While it is important to explore the ways in which Russia manipulates social media to sway the American public — the New York Times’ investigation into millions of Kremlin dollars bankrolling investments in Facebook and Twitter is a great start — the real come-to-Jesus investigation should focus on Americans who can be so easily swayed by fake news designed to tap their racial fears.
When those House and Senate hearings take place on the Hill, perhaps we’ll realize that Russia may have meddled in the 2016 election, but white supremacy hacked America long before Russian President Vladimir Putin had a chance to order his intelligence agencies to finance social media ads that have no power to cast a ballot in the United States.

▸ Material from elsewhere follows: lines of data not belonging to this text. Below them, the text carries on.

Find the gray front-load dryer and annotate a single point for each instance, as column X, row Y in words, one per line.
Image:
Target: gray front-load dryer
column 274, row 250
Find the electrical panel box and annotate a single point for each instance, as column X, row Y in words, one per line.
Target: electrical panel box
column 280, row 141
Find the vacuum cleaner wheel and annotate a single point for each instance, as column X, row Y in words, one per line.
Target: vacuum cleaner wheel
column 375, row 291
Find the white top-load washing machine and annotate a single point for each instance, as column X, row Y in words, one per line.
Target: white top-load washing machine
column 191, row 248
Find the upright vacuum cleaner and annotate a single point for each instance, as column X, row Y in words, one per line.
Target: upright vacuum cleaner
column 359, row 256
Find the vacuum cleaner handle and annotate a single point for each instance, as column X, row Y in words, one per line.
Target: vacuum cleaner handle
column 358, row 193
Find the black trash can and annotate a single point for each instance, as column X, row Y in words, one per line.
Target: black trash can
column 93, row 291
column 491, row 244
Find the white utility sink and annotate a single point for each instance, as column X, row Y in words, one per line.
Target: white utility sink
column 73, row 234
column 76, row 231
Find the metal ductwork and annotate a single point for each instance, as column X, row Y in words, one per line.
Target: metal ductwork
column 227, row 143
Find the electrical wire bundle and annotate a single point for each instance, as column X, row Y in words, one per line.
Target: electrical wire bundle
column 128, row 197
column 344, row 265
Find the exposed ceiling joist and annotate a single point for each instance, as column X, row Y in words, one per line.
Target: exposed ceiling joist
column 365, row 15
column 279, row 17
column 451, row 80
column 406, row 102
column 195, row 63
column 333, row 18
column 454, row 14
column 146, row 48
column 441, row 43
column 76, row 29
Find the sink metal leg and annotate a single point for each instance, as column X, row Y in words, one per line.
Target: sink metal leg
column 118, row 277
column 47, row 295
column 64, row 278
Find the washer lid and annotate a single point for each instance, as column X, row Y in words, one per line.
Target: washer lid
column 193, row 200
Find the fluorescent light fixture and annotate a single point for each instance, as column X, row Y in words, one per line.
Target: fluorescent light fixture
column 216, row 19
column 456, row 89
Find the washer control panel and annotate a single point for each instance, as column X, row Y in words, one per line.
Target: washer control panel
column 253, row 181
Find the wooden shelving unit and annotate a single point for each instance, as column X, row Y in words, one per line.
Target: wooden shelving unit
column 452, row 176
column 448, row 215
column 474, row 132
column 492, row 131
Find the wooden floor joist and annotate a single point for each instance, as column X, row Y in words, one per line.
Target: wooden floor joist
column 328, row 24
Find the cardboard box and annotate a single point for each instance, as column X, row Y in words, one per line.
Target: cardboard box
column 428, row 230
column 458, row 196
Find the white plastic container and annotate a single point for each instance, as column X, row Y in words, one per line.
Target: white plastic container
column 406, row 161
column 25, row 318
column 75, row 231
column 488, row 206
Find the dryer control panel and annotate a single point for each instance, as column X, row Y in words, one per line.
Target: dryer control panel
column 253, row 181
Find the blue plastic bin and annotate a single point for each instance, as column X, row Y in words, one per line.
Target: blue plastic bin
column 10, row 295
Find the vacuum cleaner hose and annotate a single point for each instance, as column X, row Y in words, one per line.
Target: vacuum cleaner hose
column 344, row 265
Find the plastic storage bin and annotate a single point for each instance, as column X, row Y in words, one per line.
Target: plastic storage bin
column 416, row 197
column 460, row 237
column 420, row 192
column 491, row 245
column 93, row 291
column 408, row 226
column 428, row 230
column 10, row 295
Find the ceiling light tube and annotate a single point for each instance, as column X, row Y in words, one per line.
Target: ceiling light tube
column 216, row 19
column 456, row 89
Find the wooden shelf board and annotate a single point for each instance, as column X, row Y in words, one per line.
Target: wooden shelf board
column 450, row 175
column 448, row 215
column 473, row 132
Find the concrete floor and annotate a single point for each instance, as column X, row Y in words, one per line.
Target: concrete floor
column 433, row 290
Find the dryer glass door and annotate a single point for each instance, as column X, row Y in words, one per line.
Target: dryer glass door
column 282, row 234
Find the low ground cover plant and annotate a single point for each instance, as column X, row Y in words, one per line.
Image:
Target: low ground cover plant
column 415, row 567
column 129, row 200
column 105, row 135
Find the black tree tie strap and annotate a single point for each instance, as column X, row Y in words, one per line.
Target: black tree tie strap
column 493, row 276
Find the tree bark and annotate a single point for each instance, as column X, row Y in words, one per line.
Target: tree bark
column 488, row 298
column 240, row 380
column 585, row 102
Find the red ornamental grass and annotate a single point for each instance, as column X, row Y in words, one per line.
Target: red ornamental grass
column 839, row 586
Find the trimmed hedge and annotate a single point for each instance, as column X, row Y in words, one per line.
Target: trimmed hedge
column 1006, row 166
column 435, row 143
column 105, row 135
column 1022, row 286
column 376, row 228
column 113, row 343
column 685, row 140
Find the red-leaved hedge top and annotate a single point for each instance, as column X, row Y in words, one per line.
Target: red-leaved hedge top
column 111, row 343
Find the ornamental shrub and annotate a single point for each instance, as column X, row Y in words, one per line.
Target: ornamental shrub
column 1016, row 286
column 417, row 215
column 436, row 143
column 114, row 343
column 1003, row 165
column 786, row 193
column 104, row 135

The second is from Gary Younge, a black British reporter who spent the last year reporting on white America for a BBC documentary. Younge’s narrative gives a broader take of white America, culturally and politically:
Any reckoning with how the US got to this point, politically, demands some interrogation of how white America got to this place economically and culturally; that takes into account both their relative privilege and their huge pockets of pain.
White Americans make up a majority of the country. Compared with other races, they may enjoy an immense concentration of wealth and power. But these privileges are nonetheless underpinned by considerable anxiety. Their health is failing (white people’s life expectancy has stalled or dipped in recent years), their wages are stagnating (adjusting for inflation, they are just 10% higher now than they were 44 years ago) and class fluidity is drying up (the prospects of poor white Americans breaking through class barriers is worse now than it has been for a long time). Out-traded by China(in 2016 the trade deficit with the country was $347bn); soon to be outnumbered at home (within a generation white people will be a minority); and outmanoeuvred on the battlefields of the Arab world and beyond (neither of the wars launched in response to 9/11 have ended in victory), these vulnerabilities are felt at home and abroad. Meanwhile, Black Lives Matter protesters are in the streets over police brutality, football players are taking a knee and the movement to bring legal status to large numbers of undocumented people grows. White Americans feel more pessimistic about their future than any other group. Almost two-thirds of white working-class people think the country has changed for the worse since the 50s.
Contrast these to this widely-shared Politico piece, a prime example of the denial. It’s yet another maddening article interviewing Trump voters who don’t regret their vote, even if Trump doesn’t do what he promised. The undercurrent of the piece, which I’m not sure if the author or most readers grasped, is that those voters didn’t elect Trump to make progress but to break the system as it currently exists. If Trump voters can’t be on top of the racial hierarchy anymore, they’re happy to let our president take down the system entirely.
One year ago, I was devastated because Trump won the election. What I’ve come to realize is that Trump isn’t the problem but a symptom of it. There are hostile actors, foreign and domestic, whose goal is to destroy democracy. And there’s a segment Americans willing to let them, and happy to help them along, if it means preserving white dominance in our society.
Long after Vlad gets bored of messing with us on social media, the issues used to divide Americans will still be present. Yes, we have to fight back against Russian influence operations and misinformation. Yes, we need to regulate the tech companies. But that’s not enough. As we’re combating social media weaponization, we can’t lose sight of the underlying issues that got us here in the first place.